Squash Vine Borer: The brown headed larva will bore into stems, feed through the center of the stems, block the flow of water and the plants will collapse and die. The first sign of this pest is that the plant will wilt during the day and perk up at night. Check the base of the plant for holes and you will see what looks like sawdust. Burpee Recommends: Pull and destroy any plants killed by squash vine borers. Row covers will prevent the female from laying her eggs. In most areas there is only one generation each year so a second crop can be planted in early July. Although you can’t always save the plant, as soon as you see the wilting plant, cut a slit in the stem above the hole using a sharp knife. Kill the borer with the tip of the knife, or pull it out. Mound soil over the cut area and keep the soil moist. New roots may grow and the plant may live. Rotate crops. Consult your Cooperative Extension Service for insecticide recommendations.
Summer Squash FAQs
Why does my plant have only male flowers? Male flowers open two weeks before female flowers open. If plants are stressed (too hot, too cold, too crowded, too wet, too dry, or infested) they will abort female flowers almost immediately.

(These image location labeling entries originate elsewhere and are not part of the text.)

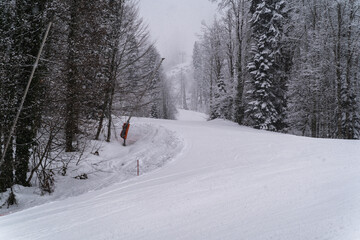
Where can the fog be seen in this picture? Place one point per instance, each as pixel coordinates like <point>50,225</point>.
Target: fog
<point>174,25</point>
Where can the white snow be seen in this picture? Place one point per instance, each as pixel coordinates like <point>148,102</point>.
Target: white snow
<point>227,182</point>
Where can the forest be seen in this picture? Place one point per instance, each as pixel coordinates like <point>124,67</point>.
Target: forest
<point>289,66</point>
<point>97,63</point>
<point>285,66</point>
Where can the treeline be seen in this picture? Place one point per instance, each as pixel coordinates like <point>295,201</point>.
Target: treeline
<point>97,61</point>
<point>290,66</point>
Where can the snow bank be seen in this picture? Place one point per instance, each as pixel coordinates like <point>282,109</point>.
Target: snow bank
<point>151,144</point>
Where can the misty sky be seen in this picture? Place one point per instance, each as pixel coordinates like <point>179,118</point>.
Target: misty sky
<point>174,24</point>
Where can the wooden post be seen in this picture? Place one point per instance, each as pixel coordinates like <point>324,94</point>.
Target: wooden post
<point>138,166</point>
<point>26,92</point>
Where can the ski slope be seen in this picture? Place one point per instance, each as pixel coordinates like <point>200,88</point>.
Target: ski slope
<point>223,181</point>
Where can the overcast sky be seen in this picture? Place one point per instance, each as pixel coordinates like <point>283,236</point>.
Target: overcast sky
<point>174,24</point>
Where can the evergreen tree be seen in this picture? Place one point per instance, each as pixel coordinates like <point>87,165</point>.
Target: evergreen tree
<point>267,31</point>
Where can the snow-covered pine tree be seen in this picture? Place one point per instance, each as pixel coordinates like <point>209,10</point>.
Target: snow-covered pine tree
<point>267,32</point>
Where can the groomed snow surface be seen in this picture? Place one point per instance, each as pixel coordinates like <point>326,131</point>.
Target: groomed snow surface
<point>201,180</point>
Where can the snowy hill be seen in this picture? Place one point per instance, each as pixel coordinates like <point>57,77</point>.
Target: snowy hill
<point>217,181</point>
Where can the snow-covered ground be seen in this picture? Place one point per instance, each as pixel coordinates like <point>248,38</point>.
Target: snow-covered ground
<point>216,180</point>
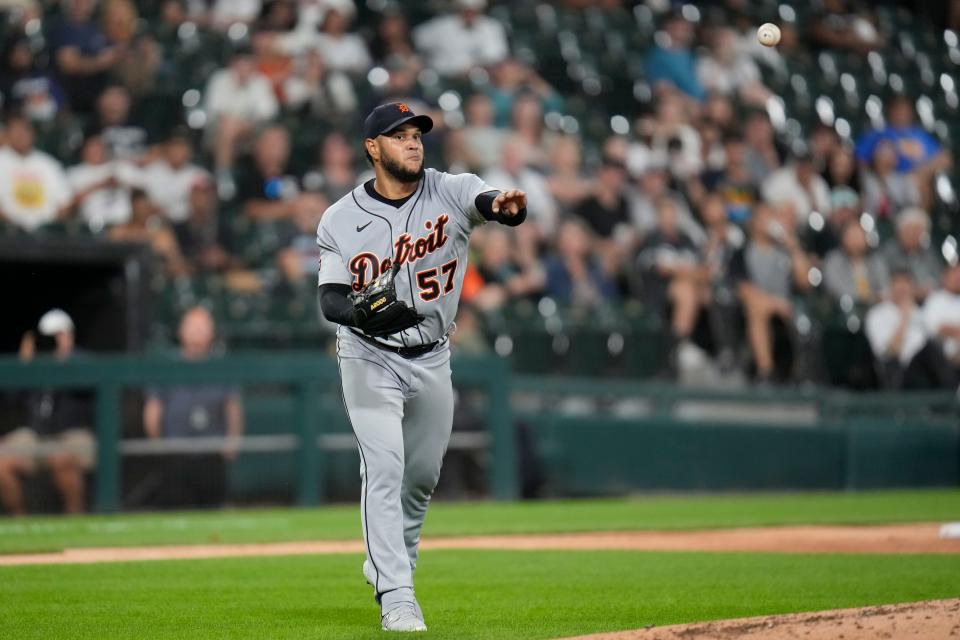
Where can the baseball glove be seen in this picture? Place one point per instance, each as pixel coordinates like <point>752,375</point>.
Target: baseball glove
<point>378,312</point>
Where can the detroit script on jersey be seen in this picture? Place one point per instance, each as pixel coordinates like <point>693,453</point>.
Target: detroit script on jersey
<point>361,236</point>
<point>366,266</point>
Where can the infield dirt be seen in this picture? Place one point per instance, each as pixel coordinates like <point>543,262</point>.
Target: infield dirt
<point>932,620</point>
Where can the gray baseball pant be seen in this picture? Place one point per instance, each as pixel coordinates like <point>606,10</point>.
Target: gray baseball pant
<point>401,411</point>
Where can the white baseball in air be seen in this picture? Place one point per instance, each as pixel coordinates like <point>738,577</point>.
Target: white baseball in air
<point>768,34</point>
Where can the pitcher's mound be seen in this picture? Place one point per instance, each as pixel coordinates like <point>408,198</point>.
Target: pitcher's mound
<point>933,619</point>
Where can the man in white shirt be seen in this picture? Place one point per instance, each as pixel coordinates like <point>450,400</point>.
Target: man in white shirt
<point>340,49</point>
<point>800,186</point>
<point>941,311</point>
<point>453,44</point>
<point>168,181</point>
<point>901,343</point>
<point>33,187</point>
<point>237,99</point>
<point>101,186</point>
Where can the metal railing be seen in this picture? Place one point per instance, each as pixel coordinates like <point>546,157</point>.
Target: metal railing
<point>308,374</point>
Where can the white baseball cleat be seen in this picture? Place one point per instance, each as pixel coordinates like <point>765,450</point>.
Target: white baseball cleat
<point>404,617</point>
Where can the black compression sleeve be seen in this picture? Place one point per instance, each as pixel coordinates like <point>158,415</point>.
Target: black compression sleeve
<point>335,304</point>
<point>484,203</point>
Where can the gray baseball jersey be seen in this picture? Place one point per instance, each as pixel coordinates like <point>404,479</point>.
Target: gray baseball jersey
<point>360,237</point>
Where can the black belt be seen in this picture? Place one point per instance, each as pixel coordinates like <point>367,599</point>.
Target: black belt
<point>403,352</point>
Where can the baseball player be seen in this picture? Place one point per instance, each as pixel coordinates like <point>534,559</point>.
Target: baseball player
<point>393,253</point>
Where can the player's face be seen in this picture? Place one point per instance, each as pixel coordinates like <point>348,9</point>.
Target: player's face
<point>401,153</point>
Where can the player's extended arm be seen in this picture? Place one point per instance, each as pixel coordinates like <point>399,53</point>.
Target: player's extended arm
<point>508,207</point>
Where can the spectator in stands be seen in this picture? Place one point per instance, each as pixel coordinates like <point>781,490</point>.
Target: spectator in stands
<point>886,190</point>
<point>402,86</point>
<point>340,49</point>
<point>169,179</point>
<point>761,154</point>
<point>734,182</point>
<point>730,71</point>
<point>201,237</point>
<point>195,411</point>
<point>673,273</point>
<point>455,43</point>
<point>33,186</point>
<point>567,181</point>
<point>138,56</point>
<point>511,78</point>
<point>915,148</point>
<point>225,13</point>
<point>852,271</point>
<point>718,110</point>
<point>672,60</point>
<point>272,191</point>
<point>841,169</point>
<point>514,170</point>
<point>941,312</point>
<point>101,186</point>
<point>574,277</point>
<point>337,167</point>
<point>393,41</point>
<point>826,235</point>
<point>724,240</point>
<point>766,272</point>
<point>822,142</point>
<point>483,139</point>
<point>798,187</point>
<point>147,226</point>
<point>57,433</point>
<point>84,58</point>
<point>26,86</point>
<point>910,251</point>
<point>607,210</point>
<point>835,25</point>
<point>116,123</point>
<point>238,99</point>
<point>502,273</point>
<point>314,91</point>
<point>901,344</point>
<point>674,143</point>
<point>655,186</point>
<point>299,258</point>
<point>528,126</point>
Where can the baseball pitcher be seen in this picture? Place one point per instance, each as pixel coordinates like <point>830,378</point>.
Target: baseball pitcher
<point>393,253</point>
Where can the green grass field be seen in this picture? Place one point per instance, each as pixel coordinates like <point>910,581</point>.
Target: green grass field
<point>465,594</point>
<point>450,519</point>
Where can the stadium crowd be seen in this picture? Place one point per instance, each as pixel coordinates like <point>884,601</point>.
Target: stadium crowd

Why do my plants have flowers but no fruit? If flower stems are thin and straight, they are male flowers; if flower stems are round and swollen like a baby fruit, they are female flowers.
You need both to make fruit. Male flowers will open before female flowers.
Can I eat summer squash raw? Yes pick the fruit when tiny and slice for salads.
Why do my tiny fruit turn brown and fall off? This is usually the result of poor pollination. Squash needs bees to pollinate its flowers. Be sure you have plenty of bees to ensure good pollination. You can try hand pollinating too.
What are good companion plants for my squash? Peas and beans are good choices because they fix nitrogen into the soil. Radishes can help deter cucumber beetles.
Winter Squash FAQs
Why is my spaghetti squash green and not yellow? This squash starts green and ripens to yellow.
If my squash are next to my pumpkins, will I get mixed (hybrid) fruit? No, it will not affect the fruit; however, you cannot save the seeds as this will be a mixed type of fruit.
How long will winter squash store? After being properly cured winter squash can be stored for several months.